As for us, we have much cause for rejoicing, not only because we have the true light, but because the grace and inner dynamism of resurrection, which is of the very nature and person of Christ, is communicated to us anew today as we celebrate the manifestation of his glorious life in our midst today.

The Gospel says that we have beheld his glory. Certainly the author of the Gospel did so with his own eyes, but we do so with the eyes of faith and love. Even if we don’t see his glory, we can still perceive it, through the proclamation of the Gospel and our meditation upon it, through our contemplative prayer and through communion in the precious Body and Blood of our risen Lord Jesus. St John invites us in his Gospel to perceive the glory of the Lord even in the depths of his agony on the Cross, for in his theological vision this constitutes the beginning of Jesus’ glorification.

Yet the emphasis today is on that dynamic power of resurrection and eternal life. Even though the Byzantine Liturgy celebrates deeply and extensively the mystery of Jesus’ passion and death, it doesn’t invite us to dwell very long on Jesus as being dead. Once He dies, and we lament for a while with his sorrowful Mother, our attention is immediately directed to the soul of Christ descending to Hades to proclaim his victory over death and to release all the just from all ages who were waiting for their divine Liberator and Redeemer. That is because we know Jesus to be the Resurrection and the Life, and it is his divine, eternal, irrepressible, super-abundant, unconquerable life that we celebrate today, and we rejoice exceedingly because Jesus gives this same life to us! “Because I live,” He declared to his apostles, “you will live also”(Jn. 14:19). Because Jesus lives, because He has risen from the dead, manifesting Himself as the Resurrection and the Life, we will live also, and we will live forever.
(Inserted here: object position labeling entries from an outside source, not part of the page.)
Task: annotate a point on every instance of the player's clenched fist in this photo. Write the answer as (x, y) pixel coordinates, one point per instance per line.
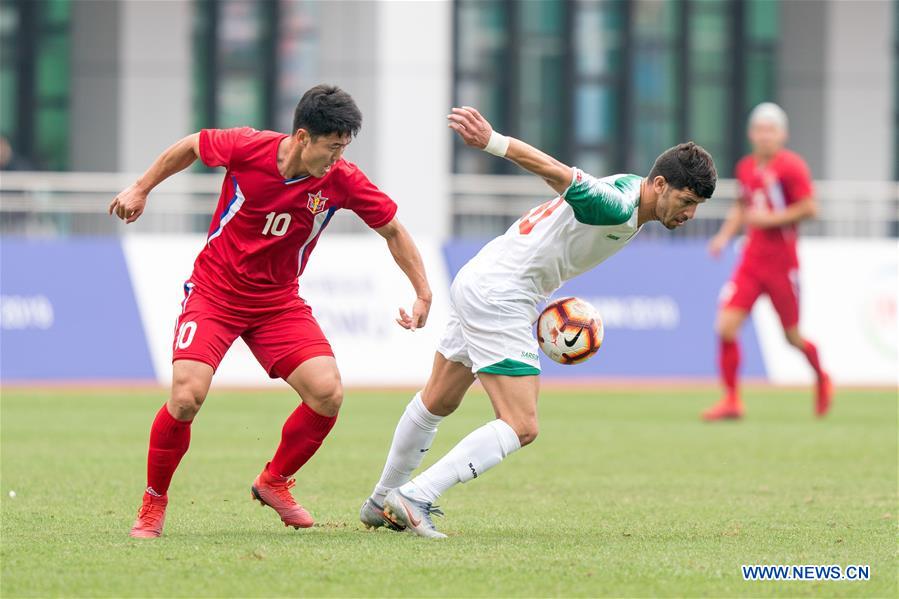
(129, 204)
(471, 126)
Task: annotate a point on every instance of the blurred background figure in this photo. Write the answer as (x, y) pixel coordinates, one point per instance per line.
(775, 195)
(9, 160)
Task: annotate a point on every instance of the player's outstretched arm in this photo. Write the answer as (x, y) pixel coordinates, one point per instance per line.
(130, 203)
(476, 132)
(405, 252)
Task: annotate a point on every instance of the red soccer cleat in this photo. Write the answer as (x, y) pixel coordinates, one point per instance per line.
(726, 409)
(150, 517)
(823, 396)
(274, 491)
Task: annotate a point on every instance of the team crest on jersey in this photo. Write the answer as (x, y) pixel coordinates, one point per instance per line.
(316, 202)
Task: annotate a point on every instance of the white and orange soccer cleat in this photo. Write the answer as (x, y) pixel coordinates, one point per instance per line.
(726, 409)
(408, 513)
(150, 517)
(274, 491)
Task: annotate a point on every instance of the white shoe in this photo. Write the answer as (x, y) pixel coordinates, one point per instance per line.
(405, 512)
(372, 516)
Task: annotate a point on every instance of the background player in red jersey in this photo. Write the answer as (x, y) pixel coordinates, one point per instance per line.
(279, 193)
(775, 195)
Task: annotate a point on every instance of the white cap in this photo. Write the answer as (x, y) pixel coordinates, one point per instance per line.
(769, 112)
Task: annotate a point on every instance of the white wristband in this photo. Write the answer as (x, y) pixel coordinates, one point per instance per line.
(498, 144)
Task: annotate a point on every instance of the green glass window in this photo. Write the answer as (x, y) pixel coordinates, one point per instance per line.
(35, 82)
(235, 62)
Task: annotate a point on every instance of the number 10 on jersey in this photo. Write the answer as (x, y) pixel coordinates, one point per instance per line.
(276, 224)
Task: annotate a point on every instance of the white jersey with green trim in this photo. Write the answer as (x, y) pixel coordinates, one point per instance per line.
(560, 239)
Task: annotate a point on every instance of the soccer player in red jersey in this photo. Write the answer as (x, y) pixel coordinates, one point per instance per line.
(775, 195)
(278, 195)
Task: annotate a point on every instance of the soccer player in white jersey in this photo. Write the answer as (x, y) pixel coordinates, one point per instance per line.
(494, 301)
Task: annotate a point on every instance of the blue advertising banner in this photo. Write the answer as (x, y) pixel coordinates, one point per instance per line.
(658, 301)
(67, 312)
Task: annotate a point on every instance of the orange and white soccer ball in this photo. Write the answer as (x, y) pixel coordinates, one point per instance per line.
(569, 330)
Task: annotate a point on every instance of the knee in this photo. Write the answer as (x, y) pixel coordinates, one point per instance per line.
(795, 339)
(726, 329)
(527, 430)
(326, 399)
(187, 396)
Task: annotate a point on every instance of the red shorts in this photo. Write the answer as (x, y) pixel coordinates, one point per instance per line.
(281, 337)
(780, 284)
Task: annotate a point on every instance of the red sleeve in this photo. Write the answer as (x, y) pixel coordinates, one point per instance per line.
(796, 179)
(217, 145)
(741, 173)
(365, 199)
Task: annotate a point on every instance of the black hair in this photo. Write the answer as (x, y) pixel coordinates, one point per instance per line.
(326, 109)
(687, 166)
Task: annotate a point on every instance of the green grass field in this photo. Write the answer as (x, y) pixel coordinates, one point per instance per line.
(625, 493)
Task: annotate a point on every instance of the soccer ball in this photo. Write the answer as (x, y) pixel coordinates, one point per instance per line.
(569, 330)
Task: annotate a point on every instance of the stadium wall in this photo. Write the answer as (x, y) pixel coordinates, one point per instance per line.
(104, 310)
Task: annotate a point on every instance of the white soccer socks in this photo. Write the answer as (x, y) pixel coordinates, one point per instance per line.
(413, 437)
(481, 450)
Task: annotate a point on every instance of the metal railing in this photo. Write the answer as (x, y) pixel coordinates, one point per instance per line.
(53, 203)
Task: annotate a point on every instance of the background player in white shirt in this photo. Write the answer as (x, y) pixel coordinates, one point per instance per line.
(494, 301)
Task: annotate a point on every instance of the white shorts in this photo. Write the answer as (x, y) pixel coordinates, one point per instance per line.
(490, 331)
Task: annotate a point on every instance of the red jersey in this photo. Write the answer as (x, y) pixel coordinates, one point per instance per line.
(265, 227)
(784, 180)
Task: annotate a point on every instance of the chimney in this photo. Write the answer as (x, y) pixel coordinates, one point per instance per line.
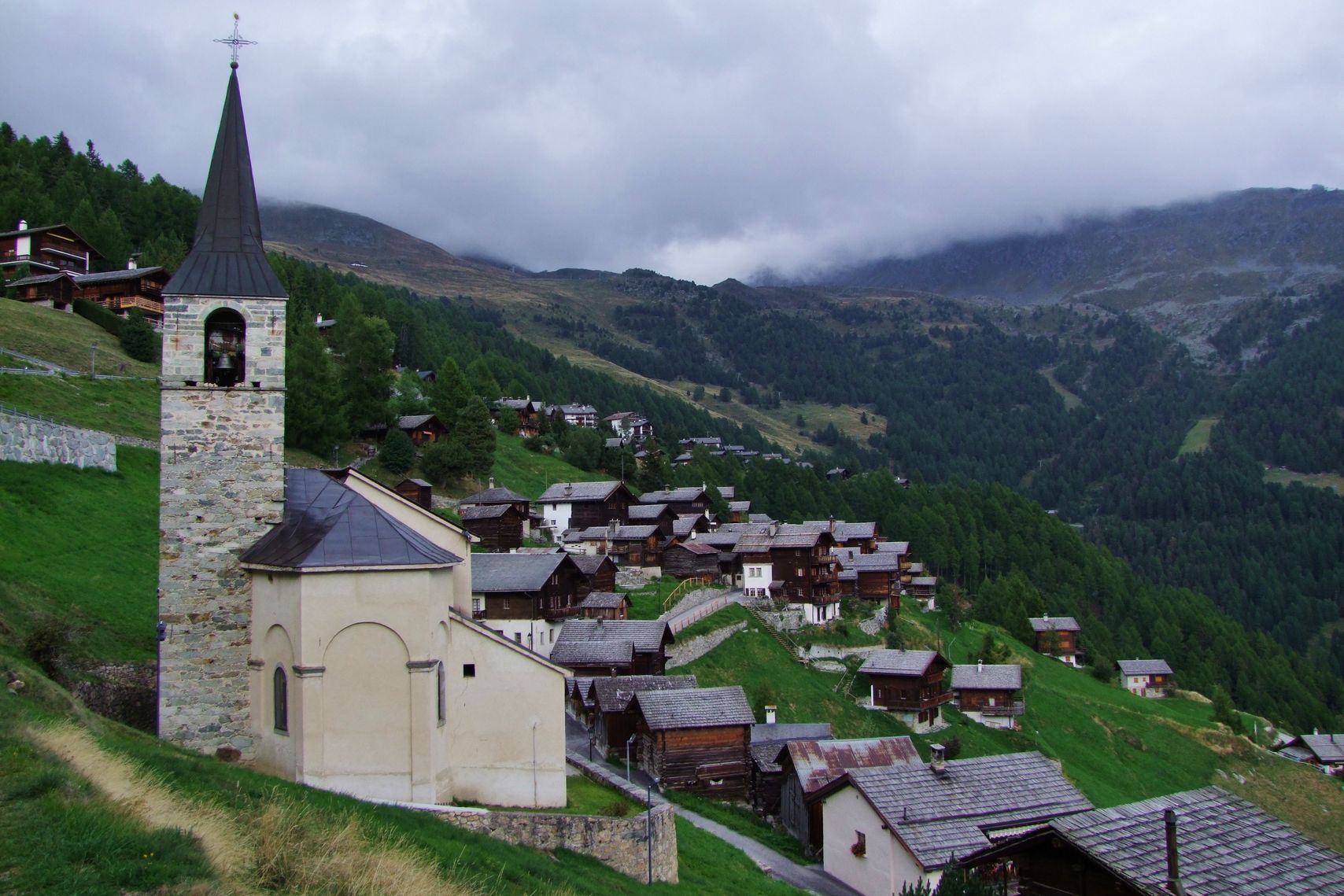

So we celebrate the Resurrection, not as one mystery among the many great mysteries of the life of Christ, but in a sense as the sum of them all, as their crowning and their goal, as that which gives meaning and direction to everything that the Lord has ever said or done. The grace of this feast not only enables us to stand in awe and wonder at the power and love and goodness of the Lord, but it seizes us—if we allow it—and situates us in the Heart of God, lifting the veil on the meaning of our life and destiny. Through our worthy celebration of this feast, the Lord communicates to us not only the power to live as children of God, but also, as St Paul so eloquently said: “…the spirit of wisdom and of revelation in the knowledge of Him, having the eyes of your hearts enlightened, that you may know what is the hope to which He has called you, what are the riches of the glorious inheritance of the saints, and what is the immeasurable greatness of his power in us who believe, according to the working of his great might which He accomplished in Christ when He raised Him from the dead and made Him sit at his right hand in the heavenly places…” (Eph. 1:17-20).

We heard in the reading from the Acts of the Apostles (1:1-9), that Jesus appeared to the disciples after his resurrection over the course of 40 days, speaking to them of the Kingdom of God. Today is the beginning of that special 40-day period of the extraordinary presence of Christ in our midst, who desires that we perceive his glory as He manifests it to each of us uniquely. Let us open our hearts to hear Him speaking of the Kingdom of God and inviting us to a deeper share in his divine life, which overflows in grace and truth, in mercy and everlasting love. And, like the radiant, joyful angels at the empty tomb, let us always have these words in our hearts and on our lips: Christ is risen!